你如何在朱莉娅进行任意精确计算？

Julia在通过计算流动“大”数字类型规范方面表现很好。例如，在下面的代码中，我只将一个数字指定为大“26”，其他一切都是自动的。

我刚刚开始使用Julia，但多年来一直在以各种方式进行任意精度计算。朱莉娅用这种我曾经拥有过的东西提供最亲切的体验。

# Set precision to 150 bits which should be adequate precision.
setprecision(150)

# Note that we only have to specify a "big" number here.
n = factorial(big"26")
println("n = factorial(big\"26\") = ", n)
println("Note that we never have to use \"big\" again in the following code.")
println("typeof(n) = ", typeof(n), "\n")  

# p is the probability of success on 1 trial.
p = 1/n
println("p = 1/n = ", p)
# Note we did not have to specify the type of p.
println("typeof(p) = ", typeof(p), "\n")

# f is the probability of failure on 1 trial.
f = 1 - p
println("f = 1 - p = ", f)
println("typeof(f) = ", typeof(f), "\n")   

# CL is the probability of at least 1 success in n trials.
# CL stands for confidence level.   
CL = 1 - f^n
println("The 63% CL for n trials = 1 - f^n = ", CL)
println("typeof(CL) = ", typeof(CL), "\n")   

# Here is the 95% conf. level using 3n random trials.
CL95 = 1 - f^(3n)
println("The 95% CL for 3n trials = ", CL95)
println("typeof(CL95) = ", typeof(CL95), "\n")

# Here is the 99% conf. level using 5n random trials.
CL99 = 1 - f^(5n)
println("The 99% CL for 5n trials = ", CL99)
println("typeof(CL99) = ", typeof(CL99), "\n")

""" ============================= Output ==============================
n = factorial(big"26") = 403291461126605635584000000
Note that we never have to use "big" again in the following code.
typeof(n) = BigInt

p = 1/n = 2.4795962632247974600749435458479566174226555415e-27
typeof(p) = BigFloat

f = 1 - p = 9.9999999999999999999999999752040373677520254001e-01
typeof(f) = BigFloat

The 63% CL for n trials = 1 - f^n = 6.3212055882855767839219205578358958187929158048e-01
typeof(CL) = BigFloat

The 95% CL for 3n trials = 9.5021293163213605701567013782477488392169554992e-01
typeof(CL95) = BigFloat

The 99% CL for 5n trials = 9.9326205300091453290223898909666750856240017783e-01
typeof(CL99) = BigFloat
"""

如果你想要像Python中的Decimal一样的精确十进制浮点数，我自己写了一个。您可以将小数精度设置为任何正整数值。如果您需要该模块的副本，请与我联系。

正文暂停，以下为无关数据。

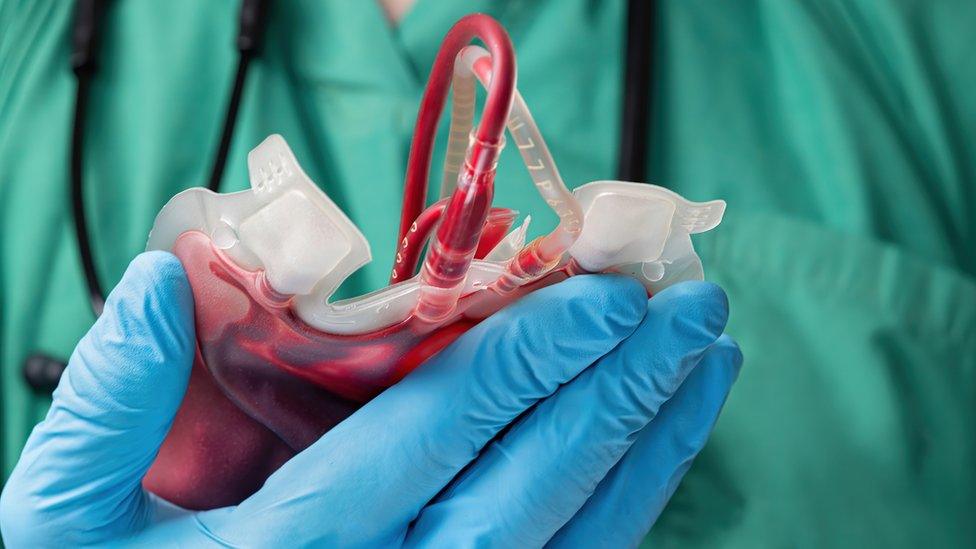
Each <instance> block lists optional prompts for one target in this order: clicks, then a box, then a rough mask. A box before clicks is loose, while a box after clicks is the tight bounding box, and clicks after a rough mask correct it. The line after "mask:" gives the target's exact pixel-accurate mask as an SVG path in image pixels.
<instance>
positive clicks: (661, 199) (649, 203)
mask: <svg viewBox="0 0 976 549" xmlns="http://www.w3.org/2000/svg"><path fill="white" fill-rule="evenodd" d="M575 194H576V197H577V198H578V199H579V201H580V205H581V206H582V208H583V232H582V233H581V234H580V236H579V238H578V239H577V240H576V243H575V244H574V245H573V247H572V248H570V250H569V253H570V255H571V256H572V257H573V259H575V260H576V262H577V263H579V265H580V267H582V268H583V269H585V270H587V271H592V272H601V271H606V270H616V271H621V272H627V273H629V274H632V275H634V276H636V277H637V278H638V279H640V280H642V282H644V283H645V285H648V286H649V287H663V285H666V284H668V283H670V282H672V281H676V280H688V279H701V278H702V268H701V260H700V259H699V258H698V256H697V255H696V254H695V250H694V248H693V247H692V244H691V237H690V235H691V234H695V233H700V232H704V231H707V230H710V229H712V228H714V227H715V226H716V225H718V224H719V223H720V222H721V221H722V215H723V214H724V213H725V202H724V201H722V200H713V201H711V202H701V203H699V202H691V201H688V200H685V199H684V198H682V197H681V196H680V195H678V194H677V193H675V192H673V191H669V190H668V189H665V188H662V187H658V186H656V185H649V184H645V183H629V182H624V181H594V182H592V183H587V184H586V185H583V186H581V187H579V188H577V189H576V191H575Z"/></svg>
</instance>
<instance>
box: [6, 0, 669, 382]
mask: <svg viewBox="0 0 976 549" xmlns="http://www.w3.org/2000/svg"><path fill="white" fill-rule="evenodd" d="M268 3H269V2H268V0H242V2H241V8H240V14H239V30H238V34H237V40H236V47H237V50H238V64H237V71H236V75H235V77H234V81H233V83H232V85H231V91H230V95H229V97H230V99H229V102H228V107H227V112H226V115H225V117H224V122H223V127H222V130H221V134H220V140H219V142H218V146H217V150H216V151H215V153H214V155H213V160H212V163H211V171H210V176H209V180H208V187H209V188H210V189H211V190H214V191H216V190H218V188H219V186H220V183H221V179H222V177H223V172H224V165H225V163H226V160H227V153H228V151H229V149H230V143H231V140H232V138H233V135H234V128H235V125H236V122H237V114H238V111H239V107H240V104H241V101H242V97H243V91H244V82H245V80H246V77H247V72H248V68H249V67H250V65H251V61H252V60H253V59H254V58H256V57H257V56H258V55H259V53H260V49H261V42H262V38H263V34H264V27H265V25H266V22H267V12H268ZM108 4H109V1H108V0H76V1H75V18H74V24H73V26H72V36H71V42H72V46H73V47H72V54H71V68H72V72H74V74H75V77H76V80H77V92H76V96H75V105H74V107H75V108H74V119H73V123H72V129H71V146H70V151H71V158H70V177H69V178H68V181H69V185H70V191H71V204H72V219H73V221H74V233H75V239H76V241H77V246H78V255H79V257H80V259H81V267H82V273H83V274H84V278H85V285H86V288H87V290H88V301H89V303H90V304H91V308H92V311H93V312H94V313H95V316H96V317H97V316H98V315H100V314H101V311H102V306H103V304H104V302H105V296H104V292H103V290H102V285H101V283H100V281H99V277H98V273H97V269H96V262H95V251H94V249H93V244H92V242H91V238H90V235H89V234H88V221H87V214H86V208H85V202H84V164H85V163H84V156H85V155H84V149H85V139H84V138H85V127H86V123H85V122H86V114H87V104H88V96H89V87H90V83H91V81H92V78H93V77H94V75H95V73H96V72H97V70H96V69H97V65H98V63H97V50H98V46H99V42H100V38H101V34H102V32H103V27H104V21H103V20H104V15H105V11H106V9H107V5H108ZM654 4H655V0H628V2H627V11H626V21H627V33H626V44H625V48H624V51H625V53H626V60H625V69H626V70H624V77H625V78H624V92H623V101H622V104H623V109H622V113H621V114H622V117H621V123H620V150H619V158H618V177H620V178H621V179H625V180H630V181H643V180H644V179H645V177H644V171H645V168H646V150H647V133H648V130H647V126H648V124H647V122H648V119H649V117H650V113H649V105H648V98H649V97H650V72H651V53H652V41H651V36H652V34H653V32H654V17H653V16H654V12H655V6H654ZM64 368H65V362H64V361H62V360H60V359H58V358H55V357H52V356H50V355H48V354H46V353H43V352H35V353H32V354H30V355H28V357H27V358H26V359H25V360H24V364H23V369H22V372H23V375H24V379H25V381H26V382H27V383H28V385H30V386H31V387H32V388H33V389H34V390H35V391H37V392H39V393H43V394H50V392H51V391H53V390H54V388H55V387H56V386H57V384H58V381H59V380H60V378H61V373H62V372H63V371H64Z"/></svg>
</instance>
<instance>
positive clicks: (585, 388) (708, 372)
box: [0, 252, 741, 547]
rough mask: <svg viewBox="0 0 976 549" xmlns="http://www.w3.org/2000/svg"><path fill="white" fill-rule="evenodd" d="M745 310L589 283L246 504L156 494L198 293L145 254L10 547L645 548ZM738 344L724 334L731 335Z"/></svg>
mask: <svg viewBox="0 0 976 549" xmlns="http://www.w3.org/2000/svg"><path fill="white" fill-rule="evenodd" d="M726 317H727V302H726V298H725V296H724V294H723V293H722V291H721V290H720V289H719V288H718V287H717V286H715V285H713V284H708V283H685V284H680V285H677V286H674V287H672V288H670V289H668V290H666V291H664V292H661V293H660V294H659V295H657V296H655V297H654V298H653V299H651V300H649V301H648V300H647V299H646V296H645V294H644V292H643V290H642V288H641V287H640V286H639V285H638V284H637V283H636V282H634V281H632V280H630V279H627V278H623V277H617V276H604V275H600V276H580V277H576V278H574V279H571V280H569V281H566V282H563V283H560V284H558V285H555V286H552V287H549V288H546V289H543V290H540V291H538V292H535V293H533V294H532V295H530V296H528V297H526V298H524V299H522V300H520V301H519V302H517V303H515V304H513V305H512V306H510V307H508V308H506V309H504V310H502V311H501V312H499V313H497V314H495V315H494V316H492V317H490V318H488V319H487V320H485V321H484V322H482V323H481V324H480V325H478V326H476V327H475V328H473V329H472V330H470V331H469V332H468V333H467V334H465V335H464V336H462V337H461V338H460V339H459V340H458V341H456V342H455V343H454V344H452V345H451V346H449V347H448V348H446V349H445V350H443V351H442V352H440V353H439V354H437V355H436V356H435V357H434V358H432V359H431V360H429V361H428V362H427V363H425V364H423V365H422V366H421V367H420V368H418V369H417V370H416V371H415V372H414V373H412V374H410V375H409V376H407V377H406V378H405V379H404V380H403V381H402V382H400V383H399V384H397V385H395V386H394V387H392V388H390V389H388V390H387V391H385V392H384V393H382V394H381V395H380V396H378V397H377V398H375V399H374V400H373V401H371V402H370V403H368V404H367V405H366V406H364V407H363V408H362V409H361V410H359V411H358V412H356V413H355V414H354V415H352V416H351V417H349V418H348V419H347V420H346V421H344V422H342V423H341V424H340V425H338V426H337V427H335V428H334V429H332V430H331V431H329V432H328V433H327V434H326V435H325V436H323V437H322V438H321V439H320V440H319V441H317V442H316V443H315V444H313V445H312V446H310V447H309V448H308V449H307V450H305V451H304V452H302V453H301V454H299V455H297V456H295V457H294V458H293V459H292V460H290V461H289V462H288V463H286V464H285V465H284V466H283V467H281V469H280V470H278V471H277V472H276V473H275V474H274V475H272V476H271V477H270V478H269V479H268V481H267V482H266V483H265V485H264V486H263V488H262V489H261V490H259V491H258V492H257V493H256V494H254V495H253V496H251V497H250V498H248V499H247V500H246V501H244V502H243V503H241V504H240V505H237V506H234V507H227V508H223V509H217V510H213V511H205V512H190V511H186V510H183V509H179V508H176V507H175V506H172V505H170V504H168V503H166V502H164V501H162V500H160V499H159V498H157V497H155V496H153V495H151V494H148V493H146V492H145V491H144V490H143V489H142V487H141V485H140V480H141V478H142V476H143V475H144V474H145V472H146V470H147V468H148V467H149V465H150V464H151V463H152V461H153V459H154V457H155V455H156V451H157V449H158V448H159V445H160V443H161V442H162V440H163V438H164V437H165V435H166V431H167V429H168V427H169V425H170V422H171V421H172V419H173V415H174V414H175V412H176V410H177V408H178V406H179V404H180V400H181V398H182V396H183V392H184V390H185V389H186V386H187V381H188V377H189V373H190V366H191V362H192V359H193V352H194V333H193V307H192V296H191V293H190V288H189V285H188V283H187V281H186V278H185V275H184V273H183V270H182V267H181V266H180V264H179V262H178V261H177V260H176V258H175V257H173V256H171V255H169V254H166V253H162V252H151V253H147V254H143V255H142V256H140V257H139V258H137V259H136V260H135V261H134V262H133V263H132V265H131V266H130V267H129V269H128V271H127V272H126V274H125V276H124V278H123V280H122V281H121V282H120V283H119V285H118V287H116V289H115V290H114V291H113V292H112V295H111V296H110V297H109V299H108V303H107V304H106V308H105V313H104V314H103V315H102V317H101V318H100V319H99V320H98V322H96V323H95V326H94V327H93V328H92V329H91V331H90V332H89V333H88V334H87V335H86V336H85V337H84V339H83V340H82V341H81V343H80V344H79V345H78V348H77V349H76V350H75V352H74V354H73V355H72V357H71V361H70V363H69V366H68V368H67V370H66V372H65V375H64V377H63V378H62V380H61V383H60V385H59V387H58V389H57V391H56V392H55V394H54V402H53V404H52V406H51V410H50V412H49V413H48V416H47V418H46V419H45V420H44V421H43V422H42V423H41V424H39V425H38V426H37V428H35V429H34V432H33V433H32V434H31V437H30V440H29V441H28V442H27V446H26V448H25V449H24V452H23V455H22V456H21V458H20V461H19V463H18V464H17V466H16V469H15V470H14V473H13V475H12V476H11V478H10V479H9V481H8V483H7V485H6V487H5V489H4V492H3V496H2V501H0V526H2V531H3V537H4V541H5V542H6V543H7V544H8V546H10V547H56V546H57V547H65V546H67V547H72V546H77V545H85V544H103V543H105V544H109V543H110V544H115V545H126V544H133V545H148V546H159V545H178V546H198V545H219V544H224V545H232V546H248V547H255V546H280V547H297V546H306V545H318V546H329V547H333V546H343V547H348V546H390V545H410V546H414V545H435V546H450V547H454V546H459V545H471V544H474V543H486V544H489V545H497V546H502V547H508V546H526V545H543V544H545V543H547V542H551V543H552V544H553V545H555V546H560V545H565V546H580V545H586V546H593V545H599V544H607V545H613V546H619V545H621V544H635V543H637V542H638V540H639V539H640V538H641V536H643V535H644V533H645V532H646V531H647V530H648V529H649V528H650V526H651V525H652V524H653V523H654V520H655V519H656V517H657V516H658V514H659V513H660V511H661V509H662V507H663V506H664V504H665V503H666V502H667V500H668V498H669V497H670V495H671V493H672V492H673V491H674V489H675V486H676V485H677V483H678V481H679V480H680V478H681V476H682V475H683V474H684V472H685V471H686V470H687V469H688V467H689V464H690V462H691V460H692V458H693V457H694V456H695V454H696V453H697V452H698V451H699V449H701V447H702V445H703V444H704V443H705V439H706V438H707V437H708V434H709V431H710V430H711V428H712V425H713V424H714V422H715V419H716V416H717V415H718V412H719V409H720V408H721V406H722V404H723V402H724V400H725V397H726V395H727V393H728V391H729V388H730V387H731V385H732V382H733V381H734V379H735V377H736V375H737V373H738V369H739V365H740V363H741V355H740V354H739V351H738V349H737V347H736V345H735V343H733V342H732V341H731V340H730V339H728V338H727V337H725V336H721V334H722V331H723V329H724V326H725V322H726ZM720 336H721V337H720Z"/></svg>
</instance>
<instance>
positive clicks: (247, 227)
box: [144, 14, 725, 509]
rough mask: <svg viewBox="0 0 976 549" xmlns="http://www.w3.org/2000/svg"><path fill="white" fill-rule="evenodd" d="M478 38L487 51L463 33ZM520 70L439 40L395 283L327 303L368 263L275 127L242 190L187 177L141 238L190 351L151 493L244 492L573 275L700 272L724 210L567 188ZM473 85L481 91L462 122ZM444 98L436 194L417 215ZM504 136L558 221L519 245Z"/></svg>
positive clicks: (497, 23)
mask: <svg viewBox="0 0 976 549" xmlns="http://www.w3.org/2000/svg"><path fill="white" fill-rule="evenodd" d="M476 38H477V39H480V40H481V41H482V42H483V43H484V44H485V45H486V46H487V49H482V48H480V47H477V46H473V45H470V42H471V41H472V40H474V39H476ZM515 80H516V69H515V55H514V51H513V48H512V44H511V42H510V40H509V38H508V35H507V34H506V32H505V31H504V29H503V28H502V27H501V25H499V24H498V23H497V22H496V21H495V20H494V19H492V18H490V17H488V16H486V15H481V14H475V15H469V16H466V17H464V18H462V19H461V20H460V21H459V22H458V23H457V24H455V26H454V27H452V28H451V30H450V31H449V32H448V33H447V35H446V36H445V38H444V41H443V43H442V45H441V48H440V51H439V52H438V55H437V57H436V59H435V61H434V65H433V68H432V71H431V74H430V78H429V80H428V82H427V87H426V89H425V92H424V95H423V98H422V100H421V105H420V111H419V114H418V116H417V122H416V126H415V132H414V138H413V142H412V145H411V150H410V157H409V161H408V168H407V174H406V184H405V189H404V203H403V210H402V212H401V223H400V231H399V246H398V248H397V250H396V257H395V259H394V267H393V271H392V273H391V277H390V285H389V286H386V287H385V288H382V289H380V290H377V291H375V292H372V293H369V294H366V295H363V296H360V297H356V298H352V299H347V300H342V301H331V299H330V298H331V296H332V294H333V293H334V292H335V290H336V289H337V288H338V287H339V285H340V284H341V283H342V282H343V280H345V279H346V278H347V277H348V276H349V275H350V274H352V273H353V272H354V271H355V270H356V269H358V268H359V267H361V266H362V265H364V264H365V263H366V262H368V261H369V260H370V258H371V256H370V249H369V244H368V243H367V241H366V240H365V238H364V237H363V235H362V234H361V233H360V232H359V230H358V229H357V228H356V226H355V225H354V224H353V223H352V222H351V221H350V220H349V219H348V218H347V217H346V216H345V214H343V212H342V211H341V210H340V209H339V208H338V207H337V206H336V205H335V203H333V202H332V201H331V200H330V199H329V197H328V196H326V195H325V193H323V192H322V191H321V190H320V189H319V187H318V186H316V185H315V184H314V183H313V182H312V181H311V180H310V179H309V178H308V176H307V175H306V174H305V173H304V172H303V171H302V169H301V167H300V166H299V164H298V161H297V160H296V158H295V156H294V155H293V154H292V152H291V150H290V149H289V148H288V146H287V145H286V143H285V141H284V140H283V139H282V138H281V137H280V136H277V135H272V136H270V137H268V138H267V139H266V140H265V141H264V142H263V143H261V144H260V145H259V146H258V147H257V148H255V149H254V150H253V151H251V153H250V154H249V156H248V168H249V172H250V182H251V188H250V189H249V190H245V191H241V192H236V193H230V194H216V193H214V192H212V191H210V190H208V189H203V188H196V189H190V190H187V191H184V192H182V193H180V194H178V195H176V196H175V197H174V198H173V199H172V200H171V201H170V202H169V203H168V204H167V205H166V206H165V207H164V208H163V209H162V211H161V212H160V213H159V215H158V217H157V218H156V222H155V225H154V226H153V229H152V232H151V234H150V237H149V243H148V246H147V248H148V249H162V250H171V251H172V252H173V253H174V254H176V256H177V257H179V258H180V260H181V262H182V263H183V266H184V267H185V269H186V272H187V276H188V278H189V281H190V286H191V287H192V290H193V295H194V302H195V319H196V329H197V343H198V348H197V355H196V359H195V363H194V366H193V371H192V374H191V379H190V384H189V388H188V390H187V393H186V396H185V397H184V401H183V403H182V405H181V408H180V410H179V412H178V413H177V415H176V418H175V421H174V423H173V426H172V428H171V430H170V432H169V434H168V436H167V438H166V440H165V441H164V443H163V445H162V447H161V449H160V452H159V455H158V457H157V459H156V461H155V463H154V464H153V466H152V468H151V469H150V470H149V473H148V474H147V476H146V478H145V481H144V484H145V486H146V488H147V489H149V490H150V491H152V492H154V493H156V494H158V495H160V496H161V497H163V498H165V499H167V500H169V501H171V502H173V503H176V504H178V505H180V506H182V507H185V508H192V509H210V508H214V507H220V506H225V505H232V504H235V503H238V502H240V501H241V500H243V499H244V498H246V497H247V496H248V495H250V494H251V493H253V492H254V491H255V490H257V489H258V488H259V487H260V486H261V484H262V483H263V482H264V480H265V479H266V478H267V476H268V475H270V474H271V473H272V472H273V471H274V470H275V469H277V468H278V467H279V466H280V465H281V464H282V463H284V462H285V461H287V460H288V459H289V458H290V457H291V456H293V455H295V454H296V453H298V452H300V451H301V450H303V449H304V448H306V447H307V446H309V445H310V444H312V443H313V442H314V441H315V440H317V439H318V438H319V437H321V436H322V435H323V434H324V433H325V432H326V431H328V430H329V429H330V428H332V427H333V426H334V425H336V424H337V423H338V422H340V421H342V420H343V419H344V418H345V417H347V416H348V415H349V414H351V413H352V412H354V411H355V410H356V409H357V408H358V407H360V406H362V405H363V404H364V403H365V402H367V401H368V400H369V399H370V398H372V397H373V396H375V395H376V394H377V393H379V392H380V391H382V390H383V389H384V388H386V387H388V386H390V385H391V384H393V383H396V382H397V381H398V380H399V379H401V378H402V377H403V376H404V375H406V374H408V373H409V372H410V371H411V370H413V369H414V368H415V367H417V366H418V365H419V364H420V363H422V362H423V361H424V360H425V359H426V358H428V357H430V356H431V355H433V354H434V353H436V352H437V351H439V350H440V349H442V348H443V347H444V346H446V345H448V344H449V343H450V342H452V341H453V340H454V339H456V338H457V337H459V336H460V335H461V334H463V333H464V332H465V331H466V330H467V329H469V328H470V327H472V326H473V325H475V324H477V323H478V322H479V321H480V320H482V319H484V318H485V317H487V316H488V315H490V314H491V313H492V312H494V311H497V310H498V309H500V308H501V307H504V306H505V305H506V304H508V303H511V302H512V301H515V300H517V299H519V298H520V297H521V296H523V295H525V294H526V293H528V292H531V291H533V290H535V289H538V288H541V287H544V286H547V285H550V284H554V283H556V282H559V281H561V280H564V279H565V278H567V277H569V276H574V275H577V274H582V273H600V272H619V273H624V274H627V275H630V276H633V277H634V278H636V279H637V280H639V281H641V282H642V283H643V284H644V286H645V287H646V289H647V291H648V293H649V294H653V293H655V292H657V291H659V290H660V289H661V288H663V287H666V286H667V285H669V284H672V283H674V282H677V281H680V280H687V279H700V278H702V266H701V262H700V260H699V258H698V256H697V255H696V254H695V252H694V249H693V247H692V243H691V238H690V235H691V234H693V233H698V232H702V231H707V230H709V229H711V228H713V227H715V226H716V225H717V224H718V223H719V222H720V221H721V218H722V214H723V212H724V209H725V203H724V202H722V201H712V202H706V203H694V202H689V201H687V200H684V199H683V198H681V197H680V196H678V195H677V194H675V193H673V192H671V191H669V190H666V189H663V188H660V187H656V186H653V185H647V184H641V183H628V182H620V181H596V182H592V183H588V184H586V185H582V186H580V187H578V188H577V189H576V190H575V191H574V192H570V191H569V190H568V189H567V187H566V185H565V184H564V183H563V180H562V178H561V176H560V174H559V171H558V170H557V168H556V165H555V162H554V161H553V158H552V156H551V155H550V153H549V150H548V148H547V147H546V143H545V141H544V140H543V138H542V135H541V133H540V132H539V129H538V127H537V126H536V123H535V121H534V120H533V118H532V115H531V114H530V112H529V110H528V107H527V105H526V103H525V101H524V100H523V98H522V97H521V95H520V94H519V92H518V91H517V90H516V87H515ZM476 81H480V82H481V84H482V85H483V86H484V87H485V88H486V89H487V94H486V99H485V103H484V108H483V110H482V112H481V116H480V119H479V121H478V124H477V125H476V126H475V125H474V123H473V120H474V114H475V113H474V110H475V92H476V87H477V84H476ZM449 90H451V91H453V94H452V98H453V99H452V107H451V111H450V112H451V128H450V130H451V131H450V132H449V135H450V139H449V142H448V145H447V152H446V155H445V165H444V169H443V172H442V174H441V178H440V179H441V197H442V198H441V199H440V200H439V201H437V202H435V203H434V204H432V205H431V206H428V207H426V208H425V207H424V206H425V204H426V203H427V187H428V179H429V176H430V164H431V152H432V148H433V143H434V137H435V132H436V129H437V126H438V121H439V119H440V116H441V112H442V110H443V108H444V105H445V103H446V100H447V97H448V92H449ZM506 128H507V130H508V141H507V142H506V137H505V135H504V133H505V130H506ZM504 146H514V147H516V148H518V150H519V152H520V153H521V156H522V159H523V161H524V163H525V165H526V167H527V169H528V171H529V174H530V177H531V179H532V181H533V183H534V184H535V187H536V189H537V190H538V192H539V193H540V195H541V196H542V197H543V198H544V199H545V201H546V203H547V204H548V205H549V207H550V208H551V209H552V210H553V211H554V212H555V213H556V215H557V216H558V218H559V223H558V225H557V226H556V227H555V228H554V229H553V230H552V231H550V232H549V233H548V234H546V235H544V236H542V237H540V238H537V239H535V240H532V241H531V242H528V243H527V242H526V231H527V225H528V222H529V221H528V218H527V219H526V220H525V222H523V223H522V224H521V225H519V226H518V227H516V228H515V229H514V230H513V229H512V226H513V224H514V221H515V220H516V213H515V212H513V211H511V210H508V209H504V208H497V207H493V206H492V199H493V186H494V185H493V182H494V177H495V168H496V163H497V160H498V155H499V152H500V151H501V149H502V148H503V147H504ZM425 250H426V251H425ZM422 255H423V260H422V261H420V257H421V256H422ZM418 262H419V263H420V265H419V272H418ZM391 451H395V449H391Z"/></svg>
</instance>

julia> factorial(BigInt(26))
403291461126605635584000000

julia> println("How many decimal digits do we need?")
How many decimal digits do we need?

julia> length(string(  factorial(BigInt(26))  ))
27

julia> using PDFPs

julia> PDFP_setDefaultPrecision(40)
40

julia> n = PDFP(    factorial(BigInt(26))    )
PDFP(0, 26, [4, 0, 3, 2, 9, 1, 4, 6, 1, 1, 2, 6, 6, 0, 5, 6, 3, 5, 5, 8, 4, 0, 0, 0, 0, 0, 0, 0, 0, 0, 0, 0, 0, 0, 0, 0, 0, 0, 0, 0])

julia> disp(a::PDFP) = println(PDFP_toShortCommonString(a))
disp (generic function with 1 method)

julia> p = 1/n
PDFP(0, -27, [2, 4, 7, 9, 5, 9, 6, 2, 6, 3, 2, 2, 4, 7, 9, 7, 4, 6, 0, 0, 7, 4, 9, 4, 3, 5, 4, 5, 8, 4, 7, 9, 5, 6, 6, 1, 7, 4, 2, 2])

julia> disp(p)
2.47960E-27

julia> println("Let's call failure q as per convention in probability questions")
Let's call failure q as per normal in probability questions

julia> q = 1 - p
PDFP(0, -1, [9, 9, 9, 9, 9, 9, 9, 9, 9, 9, 9, 9, 9, 9, 9, 9, 9, 9, 9, 9, 9, 9, 9, 9, 9, 9, 7, 5, 2, 0, 4, 0, 3, 7, 3, 6, 7, 7, 5, 2])

julia> disp(q)
1.00000

julia> PDFP_toFortranString(q)
"9.999999999999999999999999975204037367752E-1"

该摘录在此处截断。